Wir setzen Segel und verabschieden Jo und Sabine

Langsam geht die Sonne unter. Wir überlegen an Land zu gehen, oder den Wind zu nutzen und weiterzufahren. Ein heftiger Regen setzt ein und wir stehen an Deck, die Hände tief in den Taschen vergraben. Heiko als alter Seemann steuert mit Kompaß und Simon liest die Karte als täte er nie etwas anderes. Wir entschließen uns zur Weiterfahrt. Der Regen läßt nach und der heftige Wind versucht alles zu trocknen.

Zeit für mich ein Stündchen zu schlafen. Ich mache es mir auf dem Dach bequem und schlafe sofort ein.


Nachts werde ich jäh aus dem Schlaf gerissen. Etwa zwei Uhr morgens wecken mich die beiden. Im Dunkeln sind in Windrichtung Bergspitzen zu erkennen. Wie kann das denn sein? Zunächst denken wir, wir sind irgendwo in eine kleine Bucht gefahren, doch dann wird uns klar, daß wir den ganzen See schon überquert haben. Das ist rekordverdächtig: 35 km in nur zwölf Stunden mit einem vier Tonnen schweren Floß.


Der Ablauf des Yukon ist nicht leicht auszumachen. Als wir ihn finden und er uns aufnimmt geht plötzlich alles wie von selbst.
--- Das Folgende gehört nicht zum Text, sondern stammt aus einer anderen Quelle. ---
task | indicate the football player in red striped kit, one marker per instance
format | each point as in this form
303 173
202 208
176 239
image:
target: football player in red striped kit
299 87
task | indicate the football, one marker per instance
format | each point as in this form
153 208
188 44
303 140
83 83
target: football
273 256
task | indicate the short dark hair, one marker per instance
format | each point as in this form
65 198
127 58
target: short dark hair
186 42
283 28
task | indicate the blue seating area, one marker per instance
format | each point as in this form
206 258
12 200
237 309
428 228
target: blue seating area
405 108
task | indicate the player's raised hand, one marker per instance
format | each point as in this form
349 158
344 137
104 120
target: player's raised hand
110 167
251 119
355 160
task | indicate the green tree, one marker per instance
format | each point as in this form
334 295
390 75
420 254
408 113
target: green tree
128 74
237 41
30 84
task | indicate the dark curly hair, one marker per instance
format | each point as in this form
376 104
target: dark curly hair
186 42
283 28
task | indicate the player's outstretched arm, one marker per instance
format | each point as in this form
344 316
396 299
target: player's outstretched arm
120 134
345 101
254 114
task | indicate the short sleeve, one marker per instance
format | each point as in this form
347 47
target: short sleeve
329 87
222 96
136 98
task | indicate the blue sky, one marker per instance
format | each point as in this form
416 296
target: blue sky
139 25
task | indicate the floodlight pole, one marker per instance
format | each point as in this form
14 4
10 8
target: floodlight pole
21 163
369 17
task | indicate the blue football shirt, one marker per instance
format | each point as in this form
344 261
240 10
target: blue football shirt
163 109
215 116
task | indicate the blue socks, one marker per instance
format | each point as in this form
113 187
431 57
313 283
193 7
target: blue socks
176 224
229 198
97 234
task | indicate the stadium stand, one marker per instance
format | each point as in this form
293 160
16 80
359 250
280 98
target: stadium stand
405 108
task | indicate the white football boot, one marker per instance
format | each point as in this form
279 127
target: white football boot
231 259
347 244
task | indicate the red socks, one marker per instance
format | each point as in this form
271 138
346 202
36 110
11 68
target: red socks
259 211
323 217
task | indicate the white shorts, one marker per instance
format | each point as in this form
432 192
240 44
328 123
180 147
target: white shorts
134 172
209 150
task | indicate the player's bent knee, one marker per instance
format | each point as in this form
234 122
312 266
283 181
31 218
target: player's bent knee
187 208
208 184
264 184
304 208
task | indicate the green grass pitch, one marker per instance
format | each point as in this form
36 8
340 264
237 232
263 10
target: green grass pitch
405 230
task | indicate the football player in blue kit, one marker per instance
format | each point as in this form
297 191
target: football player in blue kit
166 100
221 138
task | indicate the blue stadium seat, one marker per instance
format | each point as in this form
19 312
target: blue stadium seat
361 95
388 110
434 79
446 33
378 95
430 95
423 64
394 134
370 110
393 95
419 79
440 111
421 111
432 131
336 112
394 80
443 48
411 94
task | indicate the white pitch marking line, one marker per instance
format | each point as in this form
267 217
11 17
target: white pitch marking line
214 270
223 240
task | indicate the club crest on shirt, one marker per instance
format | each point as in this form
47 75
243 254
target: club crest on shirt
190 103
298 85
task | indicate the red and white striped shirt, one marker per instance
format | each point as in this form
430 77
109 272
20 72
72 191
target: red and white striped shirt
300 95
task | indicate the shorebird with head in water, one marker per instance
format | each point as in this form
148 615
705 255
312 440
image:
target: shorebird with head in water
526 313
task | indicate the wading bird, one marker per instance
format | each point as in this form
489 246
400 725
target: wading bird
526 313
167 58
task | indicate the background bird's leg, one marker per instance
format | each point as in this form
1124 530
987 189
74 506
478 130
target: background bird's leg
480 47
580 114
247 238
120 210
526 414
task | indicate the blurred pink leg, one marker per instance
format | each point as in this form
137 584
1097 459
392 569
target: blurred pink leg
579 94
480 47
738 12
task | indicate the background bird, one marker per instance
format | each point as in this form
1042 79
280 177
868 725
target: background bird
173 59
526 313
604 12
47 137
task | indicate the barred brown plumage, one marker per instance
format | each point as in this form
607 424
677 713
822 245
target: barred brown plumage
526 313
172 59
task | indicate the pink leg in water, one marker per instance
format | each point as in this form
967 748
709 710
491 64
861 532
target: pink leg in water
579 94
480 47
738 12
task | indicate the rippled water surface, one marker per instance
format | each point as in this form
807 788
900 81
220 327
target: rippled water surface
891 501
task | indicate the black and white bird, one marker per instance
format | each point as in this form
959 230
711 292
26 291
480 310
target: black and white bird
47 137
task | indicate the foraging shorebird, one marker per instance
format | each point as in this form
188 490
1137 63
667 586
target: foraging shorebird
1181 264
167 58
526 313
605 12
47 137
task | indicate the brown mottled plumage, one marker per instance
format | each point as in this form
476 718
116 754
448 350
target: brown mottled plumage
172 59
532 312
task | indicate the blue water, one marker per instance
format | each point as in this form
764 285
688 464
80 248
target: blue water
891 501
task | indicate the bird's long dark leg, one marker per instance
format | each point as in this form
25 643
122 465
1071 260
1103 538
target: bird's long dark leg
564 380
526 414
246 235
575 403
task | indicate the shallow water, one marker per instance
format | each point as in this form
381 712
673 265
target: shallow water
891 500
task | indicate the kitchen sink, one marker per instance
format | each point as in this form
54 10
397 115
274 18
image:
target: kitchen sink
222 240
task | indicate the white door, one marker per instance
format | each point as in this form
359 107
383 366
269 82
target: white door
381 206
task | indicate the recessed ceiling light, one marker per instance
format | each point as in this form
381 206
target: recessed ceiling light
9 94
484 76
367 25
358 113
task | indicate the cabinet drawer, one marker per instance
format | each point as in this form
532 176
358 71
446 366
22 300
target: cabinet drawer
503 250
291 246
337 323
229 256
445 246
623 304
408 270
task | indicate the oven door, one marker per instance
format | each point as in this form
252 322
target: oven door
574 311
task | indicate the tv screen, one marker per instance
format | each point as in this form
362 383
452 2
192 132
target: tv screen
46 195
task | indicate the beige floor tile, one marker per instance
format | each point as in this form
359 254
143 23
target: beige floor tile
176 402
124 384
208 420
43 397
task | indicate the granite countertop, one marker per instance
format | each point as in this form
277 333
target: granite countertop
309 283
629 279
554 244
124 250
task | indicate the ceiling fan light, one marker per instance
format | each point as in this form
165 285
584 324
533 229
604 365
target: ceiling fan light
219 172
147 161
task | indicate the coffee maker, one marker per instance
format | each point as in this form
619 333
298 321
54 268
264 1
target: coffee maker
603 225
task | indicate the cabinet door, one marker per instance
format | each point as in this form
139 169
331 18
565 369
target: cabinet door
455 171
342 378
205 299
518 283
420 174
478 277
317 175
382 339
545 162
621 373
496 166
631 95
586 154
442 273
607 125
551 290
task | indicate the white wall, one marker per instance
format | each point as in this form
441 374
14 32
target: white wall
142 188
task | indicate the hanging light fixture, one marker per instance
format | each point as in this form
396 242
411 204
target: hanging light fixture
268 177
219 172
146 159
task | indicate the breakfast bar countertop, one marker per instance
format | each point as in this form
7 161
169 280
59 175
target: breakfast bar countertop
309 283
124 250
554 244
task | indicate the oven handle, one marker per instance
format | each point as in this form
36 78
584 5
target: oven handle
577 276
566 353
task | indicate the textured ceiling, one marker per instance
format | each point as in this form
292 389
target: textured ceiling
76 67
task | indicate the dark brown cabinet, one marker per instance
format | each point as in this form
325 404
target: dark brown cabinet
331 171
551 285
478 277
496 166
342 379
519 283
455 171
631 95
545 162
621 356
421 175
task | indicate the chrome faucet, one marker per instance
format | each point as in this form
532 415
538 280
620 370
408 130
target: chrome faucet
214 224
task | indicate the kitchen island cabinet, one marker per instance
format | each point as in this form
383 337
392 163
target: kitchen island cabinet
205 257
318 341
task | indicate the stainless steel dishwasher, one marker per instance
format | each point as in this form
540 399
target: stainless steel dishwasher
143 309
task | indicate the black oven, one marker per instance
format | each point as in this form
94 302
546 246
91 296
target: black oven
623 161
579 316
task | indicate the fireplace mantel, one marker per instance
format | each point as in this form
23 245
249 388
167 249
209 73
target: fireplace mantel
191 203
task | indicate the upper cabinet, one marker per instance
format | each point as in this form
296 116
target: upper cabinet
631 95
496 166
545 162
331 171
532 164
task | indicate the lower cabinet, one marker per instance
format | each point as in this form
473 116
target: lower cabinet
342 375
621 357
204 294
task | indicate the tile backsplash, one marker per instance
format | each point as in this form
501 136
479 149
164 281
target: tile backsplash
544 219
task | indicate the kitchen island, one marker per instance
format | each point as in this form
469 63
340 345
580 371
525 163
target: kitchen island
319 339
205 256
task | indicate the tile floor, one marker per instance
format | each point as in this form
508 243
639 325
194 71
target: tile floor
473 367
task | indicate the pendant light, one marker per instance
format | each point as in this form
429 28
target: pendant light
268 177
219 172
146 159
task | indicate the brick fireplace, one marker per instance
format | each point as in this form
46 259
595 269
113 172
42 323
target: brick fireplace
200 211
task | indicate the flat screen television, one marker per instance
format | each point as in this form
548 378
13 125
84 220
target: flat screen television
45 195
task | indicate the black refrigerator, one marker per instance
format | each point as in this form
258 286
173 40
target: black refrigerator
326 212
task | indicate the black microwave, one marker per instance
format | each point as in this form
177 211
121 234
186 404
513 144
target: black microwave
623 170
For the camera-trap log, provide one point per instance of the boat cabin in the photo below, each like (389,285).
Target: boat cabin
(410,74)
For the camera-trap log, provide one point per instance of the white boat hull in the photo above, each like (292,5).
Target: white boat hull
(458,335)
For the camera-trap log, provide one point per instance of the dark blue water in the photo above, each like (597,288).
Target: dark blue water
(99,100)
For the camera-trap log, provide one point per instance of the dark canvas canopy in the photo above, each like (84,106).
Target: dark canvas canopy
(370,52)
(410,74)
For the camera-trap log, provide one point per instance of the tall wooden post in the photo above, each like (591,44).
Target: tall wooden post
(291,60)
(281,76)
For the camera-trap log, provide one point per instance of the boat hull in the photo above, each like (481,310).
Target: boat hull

Die Hauptströmung erfaßt uns und wir werden mitgerissen. Die Fahrt geht plötzlich bedeutend schneller. Der Yukon fließt hier mit ca. 7 bis 10 km/h.

Wir versuchen ein Anlegemanöver, als die Strömung uns ans rechte Ufer treibt. Rüberspringen, einen Baum finden und Seil festmachen. Das ging ja wirklich einfach. Wir planen unser Floß ab und schlafen nach langem Unterhalten über die ersten Erlebnisse ein.

Logbuch der »Yvonne« Tag 3

Von weitem sehen wir, wie uns ein rotes Kanu folgt. Der Fluß macht eine riesige Biegung von fast 300° und hat uns einfach mit unserer vier Tonnen schweren »Yvonne« an der Außenseite ausgespuckt. Es hat sich ein größerer Rücklauf gebildet und der läßt viele Wasserpflanzen gedeihen. Ein guter Platz zum Angeln, wie sich bald herausstellen soll. Heiko steht seit einigen Stunden auf dem Dach unserer Kabine, welche wir das Oberdeck nennen, und angelt. Plötzlich der erste Biß. Eine herrliche Polaräsche hängt am Haken und sofort hat jeder das Bild von frisch gebratenem Fisch vor Augen. Heiko zieht eine nach der anderen aus dem Wasser. Ich stelle meine Angel hin und begnüge mich damit, die Äschen vom Haken zu nehmen, zu schuppen und für den Grill vorzubereiten. Das Kanu kommt um die weite geschwungene Kurve und nähert sich unserer kleinen Bucht. Es trägt einen Aufkleber der UP-North-Leute, die in Whitehorse Kanus vermieten und uns eines ihrer alten klapprigen Bootsdocks für sage und schreibe 575 kanadische Dollar verkaufen wollten. Die beiden Kanuten grüßen freundlich und fragen, ob wir schon was gefangen hätten. Als wir merken, daß wir alle aus dem guten alten Mitteleuropa stammen, kommen sie herübergepaddelt und machen längsseits fest.

Horst und Andrea

Horst und Andrea machen längsseits fest

Andrea und Horst aus Waiblingen sind 26 und 32. Sie paddeln drei von fünf Wochen auf dem Yukon herunter und wollen dieselbe Strecke wie wir bestreiten. Horst hatte bisher weniger Glück mit der Angel und da Heiko schon seinen fünften Fisch herausholt, laden wir die beiden auf frischen Fisch vom Grill ein. Wir plaudern über gesehenes Wild, über Flußbekanntschaften und über die bisher gefahrene Strecke. Die beiden haben vom Herflug noch eine Flasche Whisky dabei, die nun, gerade mal mittags um zwölf die Runde macht. Wir kochen Kaffee und sitzen in der Sonne.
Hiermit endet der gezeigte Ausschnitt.